Many of the museums erected during the boom of the past 30 years have indeed proven successful, although none has achieved Bilbao’s international name recognition. And some have become mired in difficulty. The Santiago Calatrava-designed City of Arts and Sciences in Valencia overshot its €300 million budget by around €1 billion and the price tag still affects regional budgets today.
In the post-industrial region of Avilés, an Oscar Niemeyer-designed art museum has also struggled, even closing for a while in 2011. This checkered history may explain why the team behind northern Spain’s latest art museum, the €80-million Renzo Piano-designed Botín Centre in Santander, has been keen to say that it is “not trying to create an icon like Bilbao.”
No Repeat Performances
Meanwhile, the Guggenheim itself has found the model hard to repeat.
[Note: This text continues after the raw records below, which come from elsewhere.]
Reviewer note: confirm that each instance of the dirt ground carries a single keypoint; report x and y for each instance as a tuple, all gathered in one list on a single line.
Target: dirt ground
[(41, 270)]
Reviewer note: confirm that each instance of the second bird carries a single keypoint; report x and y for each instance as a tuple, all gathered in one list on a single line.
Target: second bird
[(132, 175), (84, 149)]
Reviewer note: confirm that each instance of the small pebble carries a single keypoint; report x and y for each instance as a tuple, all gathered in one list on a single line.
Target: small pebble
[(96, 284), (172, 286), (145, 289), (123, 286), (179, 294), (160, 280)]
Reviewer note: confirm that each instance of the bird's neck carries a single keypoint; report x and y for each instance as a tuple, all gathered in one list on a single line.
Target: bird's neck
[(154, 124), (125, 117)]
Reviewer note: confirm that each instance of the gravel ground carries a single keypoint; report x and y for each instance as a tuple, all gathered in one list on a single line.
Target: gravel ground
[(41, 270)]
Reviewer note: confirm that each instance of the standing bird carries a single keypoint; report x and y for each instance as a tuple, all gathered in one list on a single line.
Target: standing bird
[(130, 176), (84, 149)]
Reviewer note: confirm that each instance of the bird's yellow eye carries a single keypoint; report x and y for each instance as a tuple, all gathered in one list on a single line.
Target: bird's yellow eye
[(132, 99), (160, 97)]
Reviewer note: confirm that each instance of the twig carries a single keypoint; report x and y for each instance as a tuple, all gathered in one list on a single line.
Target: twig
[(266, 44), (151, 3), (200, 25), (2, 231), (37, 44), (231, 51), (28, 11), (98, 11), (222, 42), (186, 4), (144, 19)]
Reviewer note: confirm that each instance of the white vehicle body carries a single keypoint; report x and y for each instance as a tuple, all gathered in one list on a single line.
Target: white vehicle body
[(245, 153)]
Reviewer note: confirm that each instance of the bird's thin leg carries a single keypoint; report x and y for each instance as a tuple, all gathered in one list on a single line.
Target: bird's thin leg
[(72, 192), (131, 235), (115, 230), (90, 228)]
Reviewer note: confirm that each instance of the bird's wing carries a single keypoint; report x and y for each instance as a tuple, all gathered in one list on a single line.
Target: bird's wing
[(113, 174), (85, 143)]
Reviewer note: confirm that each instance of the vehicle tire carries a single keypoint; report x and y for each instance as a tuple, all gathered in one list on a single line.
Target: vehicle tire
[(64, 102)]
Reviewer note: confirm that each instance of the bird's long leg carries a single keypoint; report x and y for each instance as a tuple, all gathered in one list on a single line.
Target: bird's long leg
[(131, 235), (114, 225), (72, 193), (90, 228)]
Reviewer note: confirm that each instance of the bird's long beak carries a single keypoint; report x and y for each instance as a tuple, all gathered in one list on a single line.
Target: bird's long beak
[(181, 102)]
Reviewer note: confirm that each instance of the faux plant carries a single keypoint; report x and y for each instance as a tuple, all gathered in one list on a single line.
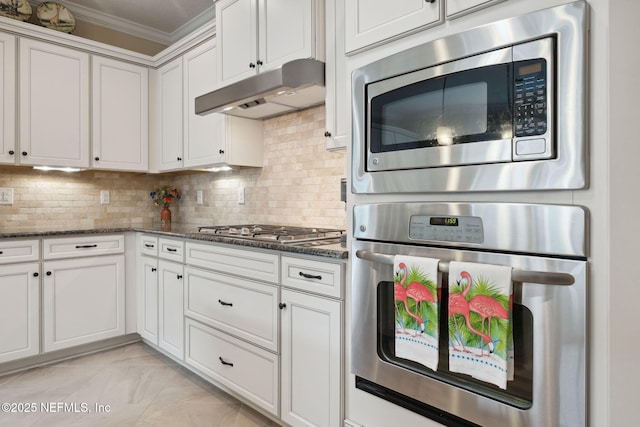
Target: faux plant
[(164, 196)]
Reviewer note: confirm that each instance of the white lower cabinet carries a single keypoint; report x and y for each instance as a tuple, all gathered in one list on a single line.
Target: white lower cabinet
[(83, 300), (19, 311), (171, 308), (241, 307), (147, 298), (311, 343), (249, 371)]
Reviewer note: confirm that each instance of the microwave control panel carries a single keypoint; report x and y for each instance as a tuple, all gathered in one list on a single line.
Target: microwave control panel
[(530, 97), (466, 229)]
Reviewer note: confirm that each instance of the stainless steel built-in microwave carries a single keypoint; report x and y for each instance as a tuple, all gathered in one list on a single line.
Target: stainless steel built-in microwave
[(498, 107)]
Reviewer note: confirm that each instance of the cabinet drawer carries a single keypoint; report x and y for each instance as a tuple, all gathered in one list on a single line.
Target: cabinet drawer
[(147, 245), (243, 308), (248, 370), (171, 249), (251, 264), (74, 247), (19, 251), (313, 276)]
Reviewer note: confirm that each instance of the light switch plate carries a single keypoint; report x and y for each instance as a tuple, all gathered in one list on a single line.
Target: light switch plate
[(105, 197), (6, 196), (241, 196)]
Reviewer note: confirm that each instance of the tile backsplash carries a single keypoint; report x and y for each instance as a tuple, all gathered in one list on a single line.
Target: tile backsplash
[(299, 184)]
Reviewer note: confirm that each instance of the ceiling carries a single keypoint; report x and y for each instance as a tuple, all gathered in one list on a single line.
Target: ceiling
[(163, 21)]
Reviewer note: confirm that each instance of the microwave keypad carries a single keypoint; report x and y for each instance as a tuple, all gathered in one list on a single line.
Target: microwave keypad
[(530, 99)]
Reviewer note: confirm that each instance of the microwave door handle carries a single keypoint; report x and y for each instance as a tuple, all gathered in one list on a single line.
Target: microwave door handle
[(540, 277)]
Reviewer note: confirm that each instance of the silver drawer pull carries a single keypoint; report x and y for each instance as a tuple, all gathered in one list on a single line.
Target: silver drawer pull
[(310, 276), (540, 277), (224, 362)]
Its branches in SoHo, Berlin, and Las Vegas have closed, while ambitious plans for a new outpost in Helsinki were caught up in local politics and abandoned last year. Feasibility studies in cities from Taiwan to Guadalajara came to nothing, while the hugely ambitious Guggenheim Abu Dhabi is stalled (according to the Guggenheim, positive announcements on the construction process are anticipated early next year).
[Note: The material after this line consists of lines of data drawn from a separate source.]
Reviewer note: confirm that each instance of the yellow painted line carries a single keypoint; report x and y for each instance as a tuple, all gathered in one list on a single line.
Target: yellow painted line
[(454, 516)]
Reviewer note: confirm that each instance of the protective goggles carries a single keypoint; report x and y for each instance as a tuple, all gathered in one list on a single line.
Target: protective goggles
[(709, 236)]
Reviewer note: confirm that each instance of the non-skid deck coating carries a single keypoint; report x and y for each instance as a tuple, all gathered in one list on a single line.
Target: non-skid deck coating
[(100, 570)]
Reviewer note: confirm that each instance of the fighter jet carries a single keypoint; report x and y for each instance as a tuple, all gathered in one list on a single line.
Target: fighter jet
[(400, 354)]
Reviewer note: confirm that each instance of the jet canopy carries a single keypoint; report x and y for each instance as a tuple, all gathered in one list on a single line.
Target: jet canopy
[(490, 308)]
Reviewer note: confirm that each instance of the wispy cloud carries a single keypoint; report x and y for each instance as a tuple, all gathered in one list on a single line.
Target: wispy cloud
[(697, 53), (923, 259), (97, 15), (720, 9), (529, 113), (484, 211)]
For the cultural consultant Adrian Ellis, the founding director of the London- and New York- based AEA Consulting firm, Bilbao is a rarity. Local authorities did not assume that the museum would singlehandedly transform the city. Money has been poured into new business and training schemes, a new tram system, metro lines (designed by the top architecture firm Foster + Partners), an airport (by Calatrava), and major civic buildings, retail, and cultural centers by the likes of Philippe Starck, Rafael Moneo, and Robert A.M. Stern.
“The Guggenheim Bilbao was part an attempt to regenerate a whole city with a tourism-driven strategy,” Ellis says. “The museum was integrated into a much wider city plan including transport and hotels, and it is in a location where within two hours of cheap flights there is just the right demographic, millions of affluent, middle-class, educated people in cities like London, Paris, and Berlin.”
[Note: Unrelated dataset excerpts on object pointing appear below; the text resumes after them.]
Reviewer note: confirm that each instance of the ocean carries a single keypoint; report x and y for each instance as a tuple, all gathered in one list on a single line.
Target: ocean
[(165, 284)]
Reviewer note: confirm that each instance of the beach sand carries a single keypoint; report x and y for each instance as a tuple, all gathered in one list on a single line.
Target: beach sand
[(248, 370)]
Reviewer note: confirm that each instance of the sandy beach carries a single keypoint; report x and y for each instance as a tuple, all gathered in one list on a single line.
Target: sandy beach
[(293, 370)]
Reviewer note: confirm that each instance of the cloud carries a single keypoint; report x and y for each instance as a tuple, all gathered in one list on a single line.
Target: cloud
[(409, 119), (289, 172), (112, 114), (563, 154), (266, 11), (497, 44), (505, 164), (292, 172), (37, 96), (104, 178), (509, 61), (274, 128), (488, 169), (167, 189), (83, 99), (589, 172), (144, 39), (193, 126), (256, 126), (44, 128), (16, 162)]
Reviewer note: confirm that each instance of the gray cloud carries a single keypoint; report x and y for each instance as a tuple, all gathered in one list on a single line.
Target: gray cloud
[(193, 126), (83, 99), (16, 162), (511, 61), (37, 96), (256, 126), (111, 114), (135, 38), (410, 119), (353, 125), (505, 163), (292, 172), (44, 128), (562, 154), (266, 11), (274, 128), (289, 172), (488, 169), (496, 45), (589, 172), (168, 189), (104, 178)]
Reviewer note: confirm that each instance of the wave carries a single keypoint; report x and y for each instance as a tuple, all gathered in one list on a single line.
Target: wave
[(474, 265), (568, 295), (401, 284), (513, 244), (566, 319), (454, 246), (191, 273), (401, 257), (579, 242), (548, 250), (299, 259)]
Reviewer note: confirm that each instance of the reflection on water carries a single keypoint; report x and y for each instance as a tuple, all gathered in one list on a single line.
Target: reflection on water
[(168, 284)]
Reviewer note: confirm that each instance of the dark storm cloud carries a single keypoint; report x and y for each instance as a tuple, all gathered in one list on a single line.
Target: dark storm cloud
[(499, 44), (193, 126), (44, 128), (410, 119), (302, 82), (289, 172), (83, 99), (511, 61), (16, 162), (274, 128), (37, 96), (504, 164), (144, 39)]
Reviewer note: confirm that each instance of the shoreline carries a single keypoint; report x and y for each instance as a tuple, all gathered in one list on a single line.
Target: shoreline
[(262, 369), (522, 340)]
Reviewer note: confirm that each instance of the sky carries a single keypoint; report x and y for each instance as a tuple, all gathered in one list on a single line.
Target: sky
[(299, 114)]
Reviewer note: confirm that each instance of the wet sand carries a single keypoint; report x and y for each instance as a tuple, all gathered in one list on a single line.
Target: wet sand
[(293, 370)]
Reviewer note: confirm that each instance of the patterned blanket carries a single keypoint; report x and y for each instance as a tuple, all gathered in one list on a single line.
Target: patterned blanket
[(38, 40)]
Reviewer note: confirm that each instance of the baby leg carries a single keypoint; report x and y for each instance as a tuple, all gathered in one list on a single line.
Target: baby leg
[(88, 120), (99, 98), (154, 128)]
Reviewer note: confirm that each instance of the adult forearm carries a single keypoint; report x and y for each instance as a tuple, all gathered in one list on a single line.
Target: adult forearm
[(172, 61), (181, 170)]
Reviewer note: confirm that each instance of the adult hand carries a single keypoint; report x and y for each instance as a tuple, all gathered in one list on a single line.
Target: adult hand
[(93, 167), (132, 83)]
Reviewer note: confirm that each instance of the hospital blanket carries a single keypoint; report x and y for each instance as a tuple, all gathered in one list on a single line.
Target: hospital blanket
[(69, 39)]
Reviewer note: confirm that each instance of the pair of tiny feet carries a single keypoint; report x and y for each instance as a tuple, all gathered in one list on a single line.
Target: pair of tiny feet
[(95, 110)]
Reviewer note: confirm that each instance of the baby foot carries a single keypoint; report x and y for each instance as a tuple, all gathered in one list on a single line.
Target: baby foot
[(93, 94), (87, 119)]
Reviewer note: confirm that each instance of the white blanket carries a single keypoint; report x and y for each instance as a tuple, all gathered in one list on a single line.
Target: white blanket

For all its eccentricity and risk-taking, the Guggenheim Bilbao has, meanwhile, used its cultural assets well. It has brought world-class exhibitions from its New York location and other institutions, like the Städel in Frankfurt, and built a masterpiece-laden collection of works by artists including Robert Rauschenberg, Georg Baselitz, and Anselm Kiefer. Most importantly, there is ongoing government support to fuel its ambitions: In December 2014, the partnership with the Solomon R. Guggenheim Foundation in New York was extended for a further 20 years.
Bilbao was not the first modern cultural building to become an internationally recognized icon. In the economic and cultural optimism at the end of the 1950s, the Australian city of Sydney broke ground on what was to become the most famous arts building constructed in the 20th century, the Sydney Opera House. By the time it opened in 1973, times had changed and despite its iconic status, it was never to be repeated.
Similarly, the Guggenheim Bilbao was the product of a time when the benefits of free market capitalism, globalism, and the internationalization of culture seemed self-evident, and in a place where the public bodies were willing to invest over the course of more than 30 years.
Today, with rising nationalism, almost a decade of austerity, and political instability, it may be a feat that is hard to repeat. Governments are less stable and less long-term in outlook, while expensive cultural buildings may prove hard to sell to cash-strapped regional populations. It may be that, a generation after Sydney, Bilbao becomes a monument to the outward-looking, progressive and international energy that characterized the 1990s—and is now so rapidly disappearing.